I have always been eclectic in what I want to learn about, but nearly every aspect of my learning has to do with history, a love I received at an early age from my father. He has a love for war history, and so from a young age I was immersed in it, watching historical dramas and documentaries on television and reading books he had brought home. From a young age, I thought everyone loved history and thought it odd when I got to school and found out that not everyone shared my love.
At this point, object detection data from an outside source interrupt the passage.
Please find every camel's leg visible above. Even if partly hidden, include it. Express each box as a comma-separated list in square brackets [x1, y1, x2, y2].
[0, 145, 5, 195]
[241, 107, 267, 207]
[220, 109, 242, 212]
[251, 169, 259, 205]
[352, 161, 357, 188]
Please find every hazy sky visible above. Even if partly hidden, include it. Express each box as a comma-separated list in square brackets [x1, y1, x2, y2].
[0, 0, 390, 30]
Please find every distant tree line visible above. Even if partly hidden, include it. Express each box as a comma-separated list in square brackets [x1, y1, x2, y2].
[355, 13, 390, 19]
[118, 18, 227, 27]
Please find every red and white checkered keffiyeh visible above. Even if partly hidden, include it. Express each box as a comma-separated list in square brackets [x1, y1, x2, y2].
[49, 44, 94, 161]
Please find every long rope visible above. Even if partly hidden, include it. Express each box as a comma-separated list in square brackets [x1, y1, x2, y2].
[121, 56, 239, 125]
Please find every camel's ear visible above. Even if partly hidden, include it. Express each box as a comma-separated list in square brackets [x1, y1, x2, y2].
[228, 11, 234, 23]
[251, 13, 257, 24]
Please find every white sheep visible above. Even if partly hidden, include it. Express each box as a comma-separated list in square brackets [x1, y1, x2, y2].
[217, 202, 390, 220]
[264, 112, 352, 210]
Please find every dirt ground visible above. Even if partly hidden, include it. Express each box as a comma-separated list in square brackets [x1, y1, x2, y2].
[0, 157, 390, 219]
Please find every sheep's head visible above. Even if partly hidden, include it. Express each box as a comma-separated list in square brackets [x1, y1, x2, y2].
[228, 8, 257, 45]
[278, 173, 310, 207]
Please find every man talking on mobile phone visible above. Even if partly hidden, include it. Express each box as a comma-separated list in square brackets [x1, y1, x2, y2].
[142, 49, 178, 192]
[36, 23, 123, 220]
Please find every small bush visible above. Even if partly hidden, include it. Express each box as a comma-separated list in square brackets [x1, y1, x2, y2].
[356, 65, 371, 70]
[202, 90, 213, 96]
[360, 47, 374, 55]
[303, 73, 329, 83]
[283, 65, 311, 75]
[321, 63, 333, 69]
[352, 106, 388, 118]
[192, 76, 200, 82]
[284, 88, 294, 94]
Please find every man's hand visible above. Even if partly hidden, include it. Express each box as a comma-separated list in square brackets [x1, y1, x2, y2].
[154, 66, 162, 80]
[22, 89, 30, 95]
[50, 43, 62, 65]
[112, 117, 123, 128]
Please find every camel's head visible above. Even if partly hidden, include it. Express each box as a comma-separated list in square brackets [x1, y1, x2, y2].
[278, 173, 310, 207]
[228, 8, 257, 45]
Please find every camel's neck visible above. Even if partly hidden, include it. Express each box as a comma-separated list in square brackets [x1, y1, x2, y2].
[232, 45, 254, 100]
I love to read and have always been a bookworm. My family jokes that I devour books, particularly books and writings of a historical nature, both fiction and non-fiction. I own a vast collection of history books, mostly American history, and will use them in my research whenever possible. Lately I have been writing numerous article of a historical nature for my hub on HubPages, which you can check out through my link list on the main page.
For me, collecting the odd bits of historical trivia has always been sort of an amusement. It is those little blurbs written in history books that caught my fancy, such as a signer of the Declaration of Independence was a Button Gwinett, and that Queen Elizabeth the First had grooves in the floor leading to her bed. That sort of stuff is fascinating.
It is because of this love of history that I got into genealogy. Now it is my genealogy interests that fuel my love of history, because I come across incidents in my family research that I need to then research from a historical standpoint. Examples of this are the history of Alsace, which is where my mother's grandfather hailed from, and the incidents that killed some of my family members, such as the Hatfield (Pennsylvania) train wreck in September 1900 and the Cleveland Clinic Fire in 1929 (which I am currently researching).